Bij hoeveel kaartjes levert een voorstelling een zo groot mogelijke opbrengst op?
Of met andere woorden: in welk punt
`(k, v)`
is de waarde van
`R = 3,50*k + 5,00*v`
maximaal?
Gebruik alleen de punten
`(k, v)`
die voldoen aan de voorwaarden:
`k + v le 300`
`k le 2v`
`k ge 0`
`v ge 0`
De punten die aan deze voorwaarden voldoen, zijn aangegeven. Alle punten `(k, v)` waarbij `R` een vaste waarde heeft, liggen op een lijn.
Neem je bijvoorbeeld
`R = 350`
dan geldt voor die punten:
`3,50*k + 5,00*v = 350`
.
Dit is te herleiden tot:
`v = text(-)0,70k + 70`
.
Dat is een rechte lijn die door
`(0, 70)`
en
`(100, 0)`
gaat.
Voor alle punten van die lijn geldt:
`R = 350`
.
Neem je bijvoorbeeld
`R = 700`
, dan geldt voor die punten:
`3,50*k + 5,00*v = 700`
.
Dit is te herleiden tot:
`v = text(-)0,70k + 140`
.
Dat is een rechte lijn die door
`(0, 140)`
en
`(200, 0)`
gaat.
Voor alle punten van die lijn geldt:
`R = 700`
.
Zo kun je doorgaan. De lijnen die dit oplevert heten niveaulijnen, omdat de waarde van `R` een vast niveau heeft. Merk op dat de richtingscoëfficiënt van al deze niveaulijnen gelijk blijft. Wanneer je deze lijn omhoogschuift, vind je dat `R` zo groot mogelijk in het punt `(0, 300)` is.
Bekijk de figuur in
Laat zien dat alle punten waarvoor `R = 1050` liggen op de lijn: `v = text(-)0,7k + 210` .

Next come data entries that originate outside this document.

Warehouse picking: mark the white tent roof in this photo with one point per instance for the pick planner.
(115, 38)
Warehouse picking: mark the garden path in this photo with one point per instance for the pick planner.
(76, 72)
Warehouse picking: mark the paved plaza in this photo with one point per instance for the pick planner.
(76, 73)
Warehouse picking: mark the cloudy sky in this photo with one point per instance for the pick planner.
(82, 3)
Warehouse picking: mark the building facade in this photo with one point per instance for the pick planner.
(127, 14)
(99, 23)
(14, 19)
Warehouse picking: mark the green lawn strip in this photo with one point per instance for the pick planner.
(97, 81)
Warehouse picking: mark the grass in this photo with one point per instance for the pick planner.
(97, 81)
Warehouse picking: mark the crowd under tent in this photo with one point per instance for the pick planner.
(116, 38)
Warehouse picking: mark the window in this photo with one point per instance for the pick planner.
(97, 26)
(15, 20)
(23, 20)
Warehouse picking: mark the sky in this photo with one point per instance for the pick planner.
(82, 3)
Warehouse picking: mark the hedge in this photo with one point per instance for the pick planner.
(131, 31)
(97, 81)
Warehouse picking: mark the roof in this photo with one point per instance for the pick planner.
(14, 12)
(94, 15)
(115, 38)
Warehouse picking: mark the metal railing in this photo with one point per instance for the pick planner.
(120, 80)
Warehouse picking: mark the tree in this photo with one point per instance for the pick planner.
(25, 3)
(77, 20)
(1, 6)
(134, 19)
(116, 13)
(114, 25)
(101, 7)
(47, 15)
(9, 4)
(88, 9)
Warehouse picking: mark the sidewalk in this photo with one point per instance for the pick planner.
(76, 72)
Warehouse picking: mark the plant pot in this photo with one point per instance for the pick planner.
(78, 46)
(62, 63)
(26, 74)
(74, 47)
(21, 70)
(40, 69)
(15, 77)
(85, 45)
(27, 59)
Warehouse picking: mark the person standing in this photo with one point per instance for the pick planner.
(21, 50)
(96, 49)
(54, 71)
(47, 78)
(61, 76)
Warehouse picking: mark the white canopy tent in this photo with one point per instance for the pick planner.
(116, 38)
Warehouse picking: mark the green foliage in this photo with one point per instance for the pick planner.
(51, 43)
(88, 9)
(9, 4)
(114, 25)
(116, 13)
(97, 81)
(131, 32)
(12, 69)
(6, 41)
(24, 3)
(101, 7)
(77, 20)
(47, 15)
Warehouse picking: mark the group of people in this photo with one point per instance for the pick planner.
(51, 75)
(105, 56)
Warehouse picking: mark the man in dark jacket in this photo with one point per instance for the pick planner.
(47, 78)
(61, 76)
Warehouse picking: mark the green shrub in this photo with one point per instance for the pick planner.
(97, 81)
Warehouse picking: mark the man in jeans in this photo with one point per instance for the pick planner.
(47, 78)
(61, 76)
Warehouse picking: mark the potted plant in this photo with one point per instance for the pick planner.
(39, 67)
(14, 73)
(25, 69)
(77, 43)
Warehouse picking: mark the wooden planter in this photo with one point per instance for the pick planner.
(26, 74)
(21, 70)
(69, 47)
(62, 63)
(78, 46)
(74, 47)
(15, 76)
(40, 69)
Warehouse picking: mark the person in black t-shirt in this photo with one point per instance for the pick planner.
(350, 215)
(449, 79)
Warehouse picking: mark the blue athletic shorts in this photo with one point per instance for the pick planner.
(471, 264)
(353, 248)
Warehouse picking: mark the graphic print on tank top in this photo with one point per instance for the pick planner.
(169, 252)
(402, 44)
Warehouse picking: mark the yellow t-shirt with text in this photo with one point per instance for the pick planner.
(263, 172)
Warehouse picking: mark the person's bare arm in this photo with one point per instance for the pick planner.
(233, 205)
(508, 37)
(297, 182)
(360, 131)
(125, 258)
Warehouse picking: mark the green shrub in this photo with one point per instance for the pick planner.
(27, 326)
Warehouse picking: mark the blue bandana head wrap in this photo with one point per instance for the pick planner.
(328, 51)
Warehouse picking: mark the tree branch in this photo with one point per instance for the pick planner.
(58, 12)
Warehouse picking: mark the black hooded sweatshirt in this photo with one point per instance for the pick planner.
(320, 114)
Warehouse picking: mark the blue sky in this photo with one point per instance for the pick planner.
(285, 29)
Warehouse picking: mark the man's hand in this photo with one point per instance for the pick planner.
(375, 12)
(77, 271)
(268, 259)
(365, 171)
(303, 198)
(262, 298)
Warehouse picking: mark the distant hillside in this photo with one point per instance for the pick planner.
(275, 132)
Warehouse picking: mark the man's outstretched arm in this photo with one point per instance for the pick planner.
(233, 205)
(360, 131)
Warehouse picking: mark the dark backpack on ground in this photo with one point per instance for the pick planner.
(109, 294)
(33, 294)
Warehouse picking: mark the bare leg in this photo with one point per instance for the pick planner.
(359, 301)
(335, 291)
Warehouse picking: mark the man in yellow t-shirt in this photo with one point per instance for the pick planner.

Teken de niveaulijn met `R = 1050` .
Waarom wordt `R` maximaal in het punt `(0, 300)` ?
Bereken de maximale waarde van `R` .
Voor het bezoek aan de voorstelling stel je als eis dat het aantal volwassenen kleiner moet zijn dan, of gelijk moet zijn aan het aantal kinderen.
Welke nieuwe randvoorwaarde levert dit op?
Teken het gebied met punten die aan deze nieuwe voorwaarde voldoen.
Er blijven maximaal
`300`
zitplaatsen.
In welk punt wordt `R` nu maximaal?
Bereken de maximale waarde van `R` .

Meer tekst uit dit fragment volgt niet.